切り身の魚、カルパッチョも。皿の底に敷かれている灰色のムースなのか、ゼリー寄せなのかも。
口に含めば、砂を噛むような退屈と孤独のざらつきだけを残して消える。
「……ふふ、味がしませんか? 色が、見えませんか?」
紗雪が、ノイズ混じりの声で囁く。
私が顔を上げると、ダイニングルームの景色がさらに一変していた。
先ほどまで毒々しく明滅していたネオンカラーが、急速に彩度を失っていく。
剥がれ落ちる、極彩色のペンキ。その下から現れたのは、死んだ灰色。古いモノクロ映画から明度の差すら奪い去ったような、完全なる虚無。

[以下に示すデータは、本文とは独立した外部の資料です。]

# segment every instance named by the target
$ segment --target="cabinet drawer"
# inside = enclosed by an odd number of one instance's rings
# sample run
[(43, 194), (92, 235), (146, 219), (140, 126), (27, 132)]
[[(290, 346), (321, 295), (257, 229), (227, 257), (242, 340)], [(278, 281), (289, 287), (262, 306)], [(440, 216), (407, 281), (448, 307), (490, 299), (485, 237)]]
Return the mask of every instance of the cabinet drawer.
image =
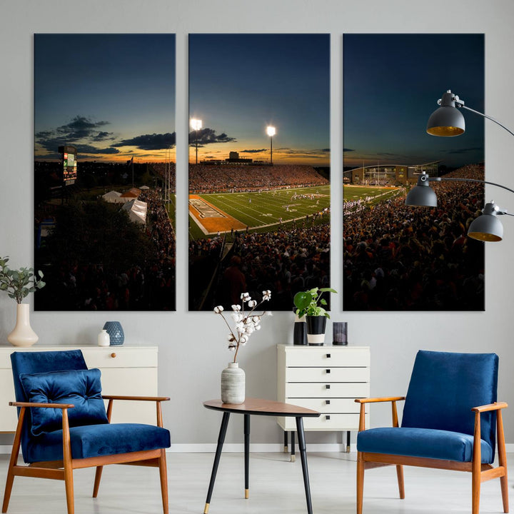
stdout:
[[(330, 417), (330, 419), (327, 418)], [(366, 415), (366, 425), (368, 414)], [(358, 430), (359, 415), (356, 414), (321, 414), (319, 418), (304, 418), (303, 428), (306, 430)], [(296, 430), (294, 418), (278, 418), (277, 421), (286, 430)]]
[[(358, 414), (361, 405), (353, 398), (286, 398), (287, 403), (305, 407), (321, 413)], [(327, 403), (328, 402), (328, 403)], [(367, 407), (367, 405), (366, 405)], [(367, 410), (367, 409), (366, 409)], [(305, 420), (304, 420), (305, 421)]]
[(286, 366), (369, 366), (368, 348), (341, 348), (308, 347), (288, 348)]
[(82, 348), (88, 368), (156, 368), (156, 348), (108, 346), (106, 348)]
[[(369, 383), (331, 383), (313, 382), (311, 383), (286, 384), (285, 397), (304, 398), (368, 398)], [(291, 401), (291, 403), (294, 403)]]
[(369, 382), (369, 368), (288, 368), (287, 382)]

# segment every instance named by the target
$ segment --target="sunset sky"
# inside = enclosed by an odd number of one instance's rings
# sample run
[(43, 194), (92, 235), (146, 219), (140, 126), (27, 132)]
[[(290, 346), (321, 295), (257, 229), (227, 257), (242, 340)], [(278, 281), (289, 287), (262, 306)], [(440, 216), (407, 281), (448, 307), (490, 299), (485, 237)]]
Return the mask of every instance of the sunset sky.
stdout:
[(426, 133), (448, 89), (484, 112), (483, 34), (344, 34), (344, 165), (460, 166), (484, 159), (484, 122), (462, 111), (466, 131)]
[[(328, 34), (190, 34), (189, 115), (202, 120), (198, 161), (330, 163)], [(194, 143), (195, 133), (190, 141)], [(190, 162), (195, 161), (194, 144)]]
[(174, 34), (36, 34), (34, 133), (36, 160), (174, 161)]

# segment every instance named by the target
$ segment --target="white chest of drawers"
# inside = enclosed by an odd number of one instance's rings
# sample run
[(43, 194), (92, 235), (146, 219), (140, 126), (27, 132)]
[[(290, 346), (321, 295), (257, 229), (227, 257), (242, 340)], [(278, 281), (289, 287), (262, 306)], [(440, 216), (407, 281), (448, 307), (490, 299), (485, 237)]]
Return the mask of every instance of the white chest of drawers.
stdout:
[[(306, 430), (357, 430), (355, 398), (370, 394), (369, 347), (277, 345), (277, 383), (278, 401), (321, 413), (304, 420)], [(296, 429), (293, 419), (277, 422), (286, 432)]]
[[(81, 350), (88, 368), (101, 371), (102, 393), (136, 396), (157, 395), (158, 348), (156, 346), (0, 346), (0, 432), (14, 432), (16, 410), (11, 369), (14, 351), (57, 351)], [(155, 404), (152, 402), (115, 400), (113, 423), (141, 423), (155, 425)]]

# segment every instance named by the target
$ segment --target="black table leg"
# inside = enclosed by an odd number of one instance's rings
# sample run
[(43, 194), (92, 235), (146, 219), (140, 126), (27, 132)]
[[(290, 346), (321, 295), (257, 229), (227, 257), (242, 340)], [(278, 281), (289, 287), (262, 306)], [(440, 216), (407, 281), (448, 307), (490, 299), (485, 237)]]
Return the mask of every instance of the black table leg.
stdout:
[(250, 474), (250, 415), (244, 415), (245, 432), (245, 499), (247, 500), (249, 492)]
[(209, 505), (211, 504), (211, 497), (212, 496), (212, 491), (214, 488), (214, 480), (216, 480), (216, 473), (218, 473), (218, 465), (219, 464), (220, 457), (221, 456), (221, 450), (223, 449), (223, 443), (225, 440), (225, 435), (226, 435), (226, 428), (228, 425), (229, 418), (230, 413), (224, 412), (223, 419), (221, 420), (220, 433), (218, 436), (218, 445), (216, 446), (216, 456), (214, 457), (213, 470), (211, 473), (211, 481), (209, 482), (209, 488), (207, 492), (207, 499), (206, 500), (206, 506), (203, 509), (203, 514), (207, 514), (208, 512)]
[(312, 502), (311, 500), (311, 486), (308, 480), (308, 469), (307, 468), (307, 451), (306, 450), (305, 433), (303, 432), (303, 419), (296, 418), (296, 431), (298, 436), (298, 448), (300, 448), (300, 458), (302, 463), (302, 473), (303, 473), (303, 485), (306, 490), (306, 499), (307, 500), (307, 513), (312, 514)]
[(294, 431), (291, 431), (291, 462), (295, 462), (296, 460), (296, 453), (295, 453), (296, 450), (295, 449), (295, 433)]

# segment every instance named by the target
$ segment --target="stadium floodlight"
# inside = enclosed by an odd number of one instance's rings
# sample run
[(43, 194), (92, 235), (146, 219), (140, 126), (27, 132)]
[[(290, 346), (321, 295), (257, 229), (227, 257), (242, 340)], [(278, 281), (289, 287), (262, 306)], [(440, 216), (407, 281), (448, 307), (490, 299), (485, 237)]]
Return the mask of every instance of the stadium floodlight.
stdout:
[(270, 136), (270, 164), (273, 164), (273, 136), (276, 133), (276, 128), (268, 125), (266, 127), (266, 133)]
[[(510, 189), (501, 184), (488, 181), (482, 181), (477, 178), (458, 178), (450, 177), (430, 177), (424, 171), (418, 177), (418, 183), (410, 188), (405, 198), (405, 205), (420, 207), (437, 207), (437, 196), (433, 189), (430, 186), (429, 182), (478, 182), (506, 189), (514, 193)], [(505, 209), (498, 207), (493, 201), (485, 204), (482, 214), (471, 223), (468, 229), (468, 236), (473, 239), (483, 241), (500, 241), (503, 238), (503, 226), (496, 217), (498, 215), (505, 214), (514, 216), (507, 212)]]
[(201, 128), (201, 120), (191, 118), (191, 128), (195, 131), (195, 146), (196, 147), (196, 164), (198, 164), (198, 131)]
[(458, 95), (452, 93), (450, 89), (443, 94), (442, 98), (439, 99), (438, 104), (440, 107), (432, 113), (427, 124), (427, 132), (432, 136), (453, 137), (464, 133), (465, 121), (463, 114), (458, 110), (460, 109), (470, 111), (475, 114), (487, 118), (488, 120), (494, 121), (502, 128), (505, 128), (512, 136), (514, 136), (514, 132), (510, 131), (494, 118), (491, 118), (478, 111), (475, 111), (475, 109), (470, 107), (466, 107), (464, 105), (464, 101), (461, 100)]

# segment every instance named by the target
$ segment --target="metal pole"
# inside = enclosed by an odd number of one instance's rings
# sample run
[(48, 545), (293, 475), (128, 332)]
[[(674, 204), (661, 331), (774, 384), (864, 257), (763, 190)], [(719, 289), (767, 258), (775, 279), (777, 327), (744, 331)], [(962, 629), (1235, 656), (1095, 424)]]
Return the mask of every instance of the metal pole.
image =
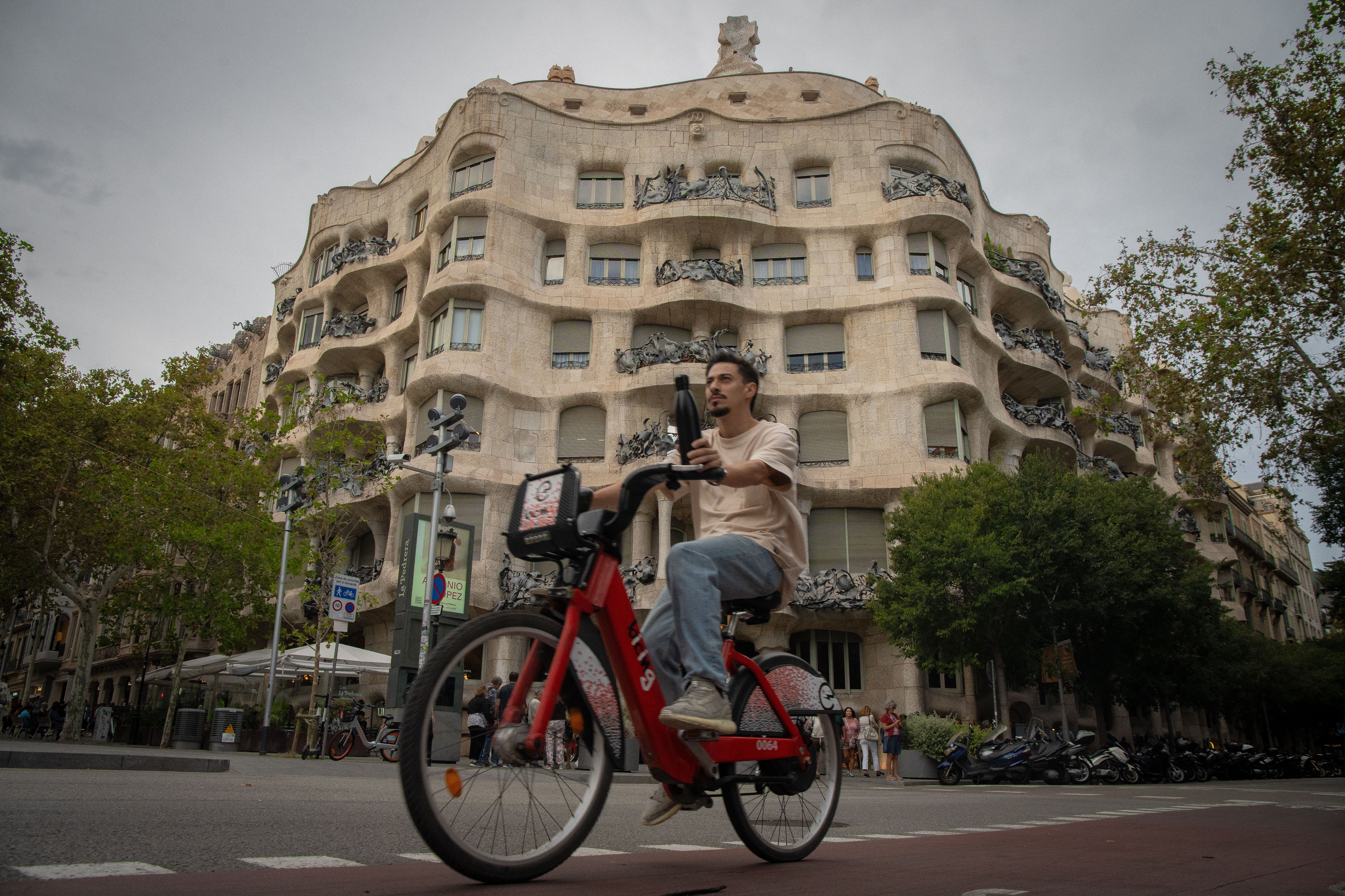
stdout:
[(332, 727), (332, 688), (336, 686), (336, 657), (340, 656), (340, 631), (332, 634), (336, 635), (336, 643), (332, 646), (332, 672), (327, 676), (327, 705), (323, 707), (323, 746), (317, 754), (319, 759), (327, 755), (327, 732)]
[[(440, 430), (441, 438), (451, 438), (448, 433)], [(433, 595), (434, 587), (434, 559), (438, 553), (438, 496), (444, 490), (444, 453), (440, 451), (434, 455), (434, 497), (430, 498), (430, 516), (429, 516), (429, 548), (425, 551), (425, 603), (421, 606), (421, 630), (425, 629), (425, 617), (429, 615), (429, 602)], [(416, 668), (420, 669), (425, 662), (424, 652), (417, 657)]]
[(266, 673), (266, 715), (261, 717), (261, 750), (266, 755), (266, 737), (270, 736), (270, 701), (276, 696), (276, 654), (280, 652), (280, 611), (285, 607), (285, 567), (289, 566), (289, 533), (293, 510), (285, 512), (285, 540), (280, 548), (280, 583), (276, 586), (276, 625), (270, 631), (270, 670)]

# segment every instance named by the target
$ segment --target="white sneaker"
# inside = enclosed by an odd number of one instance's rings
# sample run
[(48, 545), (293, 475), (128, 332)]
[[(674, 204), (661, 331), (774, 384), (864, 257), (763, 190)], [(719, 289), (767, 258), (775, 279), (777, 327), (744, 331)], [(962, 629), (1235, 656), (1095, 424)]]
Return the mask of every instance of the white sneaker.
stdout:
[(679, 811), (682, 811), (682, 803), (668, 797), (668, 791), (664, 790), (663, 785), (658, 785), (654, 793), (650, 794), (650, 801), (644, 805), (644, 814), (640, 815), (640, 821), (652, 827), (654, 825), (662, 825)]

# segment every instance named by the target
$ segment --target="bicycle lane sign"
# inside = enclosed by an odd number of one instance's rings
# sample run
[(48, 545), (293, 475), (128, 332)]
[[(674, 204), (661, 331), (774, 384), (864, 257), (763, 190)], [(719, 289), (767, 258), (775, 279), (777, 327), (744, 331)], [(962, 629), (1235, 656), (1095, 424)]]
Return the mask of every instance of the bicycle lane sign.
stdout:
[(332, 596), (327, 604), (327, 617), (338, 622), (354, 622), (358, 594), (359, 579), (352, 575), (334, 575)]

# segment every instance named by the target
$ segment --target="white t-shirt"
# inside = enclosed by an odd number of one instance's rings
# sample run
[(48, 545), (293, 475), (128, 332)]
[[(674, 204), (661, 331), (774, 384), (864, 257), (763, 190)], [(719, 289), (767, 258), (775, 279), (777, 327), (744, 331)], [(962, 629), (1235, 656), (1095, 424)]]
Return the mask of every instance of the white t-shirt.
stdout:
[(798, 508), (795, 469), (799, 445), (794, 433), (783, 423), (757, 420), (756, 426), (732, 439), (722, 438), (720, 430), (706, 430), (701, 435), (720, 453), (725, 466), (761, 461), (788, 478), (784, 486), (763, 482), (745, 489), (699, 480), (686, 484), (691, 489), (695, 537), (741, 535), (760, 544), (780, 567), (780, 595), (788, 603), (794, 596), (794, 583), (808, 566), (808, 539)]

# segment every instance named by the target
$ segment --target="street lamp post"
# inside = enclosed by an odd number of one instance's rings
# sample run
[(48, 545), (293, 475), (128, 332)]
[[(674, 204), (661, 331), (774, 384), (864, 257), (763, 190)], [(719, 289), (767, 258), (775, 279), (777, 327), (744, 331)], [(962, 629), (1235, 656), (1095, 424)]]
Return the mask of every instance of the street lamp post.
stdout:
[(266, 709), (261, 719), (261, 750), (258, 756), (266, 755), (266, 740), (270, 736), (270, 704), (276, 697), (276, 656), (280, 652), (280, 614), (285, 607), (285, 570), (289, 566), (289, 533), (293, 532), (295, 510), (308, 502), (304, 493), (303, 467), (293, 474), (280, 477), (281, 498), (276, 509), (285, 512), (285, 540), (280, 548), (280, 582), (276, 586), (276, 623), (270, 631), (270, 666), (266, 673)]

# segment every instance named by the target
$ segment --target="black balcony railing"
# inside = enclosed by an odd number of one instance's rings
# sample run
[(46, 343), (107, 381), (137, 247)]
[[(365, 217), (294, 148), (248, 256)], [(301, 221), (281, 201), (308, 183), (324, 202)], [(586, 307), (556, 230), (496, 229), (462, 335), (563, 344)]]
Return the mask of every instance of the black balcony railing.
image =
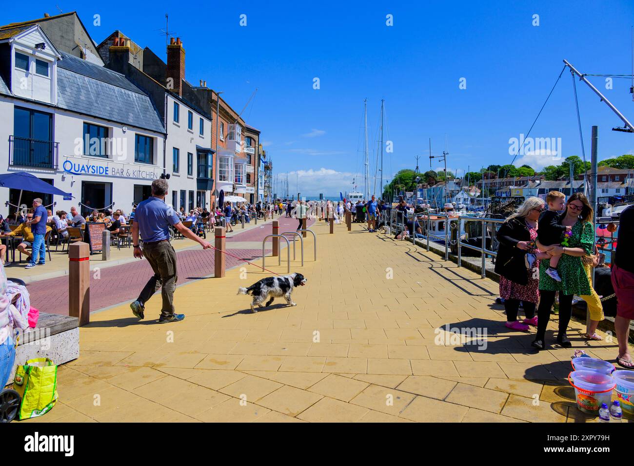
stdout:
[(59, 146), (52, 141), (9, 136), (9, 164), (56, 169)]

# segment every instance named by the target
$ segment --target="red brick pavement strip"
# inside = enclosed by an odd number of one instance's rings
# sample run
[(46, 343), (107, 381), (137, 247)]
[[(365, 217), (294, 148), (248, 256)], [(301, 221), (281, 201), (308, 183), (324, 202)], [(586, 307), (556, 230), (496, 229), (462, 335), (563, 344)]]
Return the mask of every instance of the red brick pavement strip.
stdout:
[[(297, 228), (297, 221), (294, 218), (280, 218), (280, 229), (288, 231)], [(312, 222), (311, 222), (312, 224)], [(290, 227), (293, 227), (292, 229)], [(239, 229), (239, 227), (238, 227)], [(231, 238), (231, 241), (261, 241), (264, 236), (270, 234), (271, 224), (264, 225), (264, 228), (256, 228), (249, 231), (236, 234)], [(213, 244), (213, 239), (207, 236)], [(262, 256), (262, 249), (229, 249), (228, 253), (250, 262), (256, 261)], [(267, 249), (267, 253), (270, 249)], [(130, 250), (132, 254), (132, 250)], [(202, 279), (214, 273), (214, 251), (203, 251), (199, 249), (176, 251), (178, 268), (178, 284)], [(243, 264), (230, 255), (226, 258), (226, 268), (228, 269), (236, 265)], [(141, 290), (145, 286), (153, 272), (152, 267), (146, 260), (139, 260), (122, 265), (107, 267), (97, 272), (91, 272), (90, 278), (90, 311), (103, 309), (119, 303), (136, 299)], [(31, 305), (42, 312), (67, 315), (68, 312), (68, 277), (58, 277), (48, 280), (41, 280), (27, 286), (29, 290)]]

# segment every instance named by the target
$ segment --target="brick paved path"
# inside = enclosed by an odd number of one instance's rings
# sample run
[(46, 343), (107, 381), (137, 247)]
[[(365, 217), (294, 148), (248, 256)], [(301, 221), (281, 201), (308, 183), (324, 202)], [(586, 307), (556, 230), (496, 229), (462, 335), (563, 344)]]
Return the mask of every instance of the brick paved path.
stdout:
[[(297, 221), (295, 218), (281, 217), (278, 220), (281, 231), (288, 231), (297, 228)], [(309, 222), (309, 225), (310, 224), (312, 224), (312, 221)], [(234, 227), (236, 233), (227, 238), (227, 242), (261, 241), (271, 231), (270, 223), (262, 226), (264, 227), (256, 228), (241, 233), (240, 225), (236, 225)], [(213, 235), (208, 235), (207, 239), (213, 244), (212, 237)], [(250, 261), (262, 256), (261, 249), (230, 249), (228, 252)], [(268, 249), (266, 252), (270, 253), (270, 249)], [(132, 255), (131, 249), (130, 254)], [(176, 255), (178, 261), (178, 284), (203, 278), (214, 273), (213, 249), (177, 251)], [(226, 260), (227, 268), (243, 263), (228, 255)], [(94, 268), (91, 273), (90, 310), (93, 312), (136, 299), (152, 275), (152, 270), (147, 261), (139, 260), (123, 265), (102, 268), (99, 271), (98, 278)], [(33, 307), (42, 312), (68, 315), (68, 275), (35, 282), (29, 284), (27, 289), (30, 294), (31, 305)]]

テーブルも、皿も、私の手さえも。全てが鈍色に塗りつぶされていく。
「あぁ、可哀想なお客様。……世界から『色』が奪われていく恐怖。それが、この物語のエッセンスですわ」
紗雪の肌もまた、灰色に染まっていた。
けれど、その翡翠色の瞳だけが――いや、瞳の中に流れる文字列だけが、バグった電子掲示板のように激しく明滅している。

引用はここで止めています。